The impact of turbulence is particularly pronounced when the size of turbulent vortices is comparable to that of the stones. It is feasible to modify the Izbash formula to more explicitly incorporate the effects of turbulence.
A stone at rest will not move until the total velocity (i.e., the average velocity plus the additional velocity from turbulent vortices) surpasses a specific threshold. Research indicates that this critical velocity is $\overline{u} + 3 \sigma = (1+3r)\overline{u}$, where $\sigma$ represents the standard deviation of the velocity and r denotes the relative turbulence.
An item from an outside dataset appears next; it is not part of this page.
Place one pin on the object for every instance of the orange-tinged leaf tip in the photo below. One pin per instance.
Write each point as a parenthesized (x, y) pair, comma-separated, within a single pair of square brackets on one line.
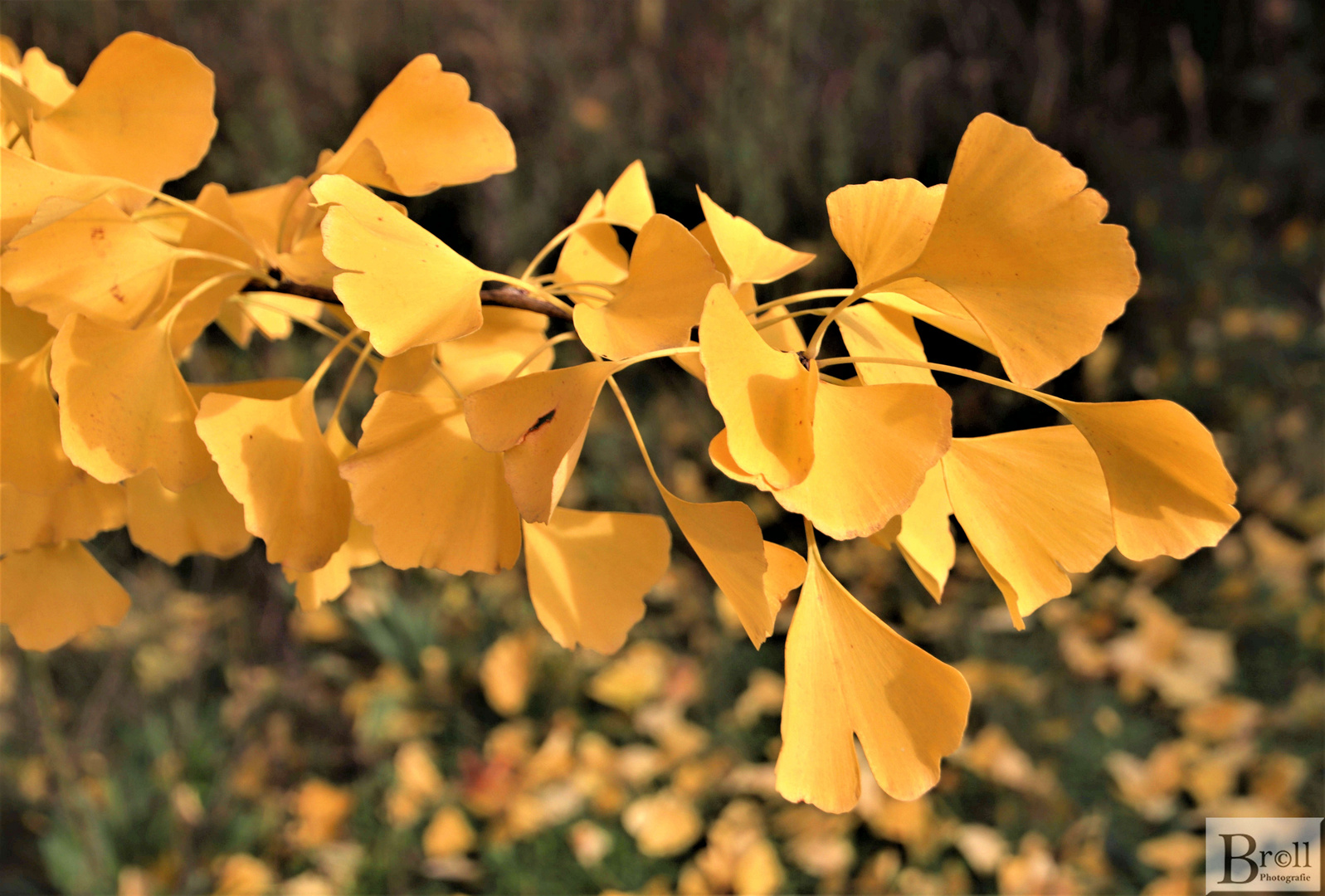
[(1018, 241), (1034, 505), (52, 594), (851, 674), (203, 519), (399, 283), (630, 199)]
In the original Izbash formula, the coefficient of 1.7 encompasses a component accounting for turbulence. The formula can be reformulated as:
$\Delta d = 0.7 \frac{u^2}{2g} = c_{iz} \frac{\left[ u(1+3r) \right]^2}{2g}$
Assuming a relative turbulence of r=0.075 for turbulence induced by bed roughness, the revised formula leads to $c_{iz}$ = 0.47. This revision introduces an explicit turbulence parameter into the Izbash formula:
$\Delta d = 0.47 \frac{\left[ u(1+3r) \right]^2}{2g}$
This adaptation allows the use of the Izbash formula in scenarios where turbulence is not solely the result of bed roughness but also occurs in flows influenced by ships and propellers. In the wake of a vessel in a narrow channel, a strong return flow with increased turbulence is observed, where r is typically around 0.2. For propeller-induced turbulence, an r value of 0.45 is recommended. Given that the relative turbulence appears quadratically in the formula, it is evident that for a propeller flow, a substantially larger stone size is required for bed protection compared to "normal" flow conditions.

For non-typical cases, a turbulence model such as the k-epsilon model can be utilised to calculate the value of r. This value can then be inserted into the aforementioned modified Izbash formula to ascertain the necessary stone size.